A limited number of studies have reported oncological outcomes of iPCa in RC specimens, most of them have a short follow-up, and no consensus about the impact on survival has been reached. Large-multi-institutional series have reported that about 3% of patients who underwent RC, developed a BR and rarely PCa was the cause of death in these patients [6, 14]. These findings are consistent with those reported by Tanaka et al. [19], Pan et al. [20], Gakis et al. [21] and Winkler et al. [22] who analyzed the mortality rates in patients undergoing RC, and identified no single PCa-related cause of death. In contrast with these results, Heidegger et al., reported a BR rate of 28% and identified 6 patients (11%) that died from PCa [23]. A recent meta-analysis showed that 1.9% of patients developed a BR, indicating that most of the incidentally discovered PCa were non-clinically significant [7].

Several results of our study are noteworthy. First, to our knowledge this is the first series that reports the oncological outcomes of patients with iPCa who have undergone RARC, comparing the BR rate according to the preservation of the neurovascular bundles. Our results are consistent with previous studies, showing that most of the iPCa diagnosed at time of RC are clinically insignificant and doesn’t affect the oncological outcomes of patients. The two groups were similar regarding the preoperative PSA value, the ASA score, the pathological Gleason Score, the pathological PCa stage, the surgical margins rate and the mortality rates from bladder cancer. In our series, only one patient in the non-NS group developed a BR and received hormonal treatment. The vast majority were not clinically impacted by their iPCa, while 18% of patients died for Bladder cancer. These findings indicate that the oncological outcomes of patients with iPCa at RC is mainly driven by the prognosis of the bladder cancer. Analyzing 33 patients with the previous diagnosis of PCa, at the time of RARC, only 4 had undergone NS procedures. In these subgroups, two patients developed BR, one per group (p = 0.09). With the limitation of the exiguous sample in analysis, these findings indicate that selective NS RARC provides satisfactory oncological outcomes even in patients with the previous diagnosis of PCa at the time of RARC.

Our study has several limitations: first and foremost, its retrospective design. Furthermore, patients who underwent NS-RARC were younger, had a lower rate of muscle-invasive bladder cancer and were more likely to receive an orthotopic urinary diversion. All these findings may lead to relevant biases, which cannot be excluded.
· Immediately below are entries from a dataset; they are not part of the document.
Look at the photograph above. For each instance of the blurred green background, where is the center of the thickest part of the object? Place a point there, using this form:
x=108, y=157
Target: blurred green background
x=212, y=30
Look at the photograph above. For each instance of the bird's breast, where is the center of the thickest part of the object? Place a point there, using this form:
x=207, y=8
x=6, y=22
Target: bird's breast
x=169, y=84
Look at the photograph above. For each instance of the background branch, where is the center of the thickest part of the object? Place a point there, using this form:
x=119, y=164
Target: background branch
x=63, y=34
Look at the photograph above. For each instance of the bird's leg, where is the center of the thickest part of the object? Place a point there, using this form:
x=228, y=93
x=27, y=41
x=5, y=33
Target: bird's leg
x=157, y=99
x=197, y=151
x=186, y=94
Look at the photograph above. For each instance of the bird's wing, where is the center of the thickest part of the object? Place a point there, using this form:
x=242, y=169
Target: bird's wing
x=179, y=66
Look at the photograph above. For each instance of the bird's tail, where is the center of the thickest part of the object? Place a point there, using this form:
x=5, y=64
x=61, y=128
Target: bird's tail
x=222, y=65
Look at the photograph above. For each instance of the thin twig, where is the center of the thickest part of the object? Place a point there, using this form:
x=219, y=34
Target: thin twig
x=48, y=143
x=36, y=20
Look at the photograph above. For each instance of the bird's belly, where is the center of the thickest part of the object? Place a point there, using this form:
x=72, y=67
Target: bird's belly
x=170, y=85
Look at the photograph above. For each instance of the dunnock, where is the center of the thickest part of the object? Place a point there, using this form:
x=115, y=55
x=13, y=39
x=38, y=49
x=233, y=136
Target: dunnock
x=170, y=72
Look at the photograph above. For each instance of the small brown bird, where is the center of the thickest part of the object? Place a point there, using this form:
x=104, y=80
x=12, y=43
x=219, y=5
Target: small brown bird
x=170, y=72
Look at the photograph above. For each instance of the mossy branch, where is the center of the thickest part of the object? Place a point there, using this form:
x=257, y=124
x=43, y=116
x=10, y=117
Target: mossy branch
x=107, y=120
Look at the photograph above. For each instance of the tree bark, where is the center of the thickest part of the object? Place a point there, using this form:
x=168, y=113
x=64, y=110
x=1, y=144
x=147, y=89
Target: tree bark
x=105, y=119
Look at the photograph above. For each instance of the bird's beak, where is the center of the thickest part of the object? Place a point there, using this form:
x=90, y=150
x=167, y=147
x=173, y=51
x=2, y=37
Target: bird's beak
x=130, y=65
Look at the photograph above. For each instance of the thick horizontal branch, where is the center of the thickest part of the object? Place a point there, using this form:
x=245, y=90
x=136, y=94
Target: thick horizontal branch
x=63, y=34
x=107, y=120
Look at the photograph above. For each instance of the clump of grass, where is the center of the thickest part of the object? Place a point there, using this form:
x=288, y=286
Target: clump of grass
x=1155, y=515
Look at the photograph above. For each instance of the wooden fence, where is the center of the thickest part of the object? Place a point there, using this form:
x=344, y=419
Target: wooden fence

From the clinical point of view, the importance of this study is to highlight that NS RARC can be offered to patients with organ-confined bladder cancer without worsening the life expectancy of the patients.

Conclusions

Concomitant PCa occurs in more than 40% of all RC specimens and the majority have characteristics of non-clinically significant disease. The oncological prognosis of patients who undergo RC are primarily driven by the bladder cancer stage. Nerve-sparing RARC is a safe procedure that ensures a low rate of BR without affecting the oncological outcomes of patients and may be routinely offered to patients with organ-confined bladder cancer disease.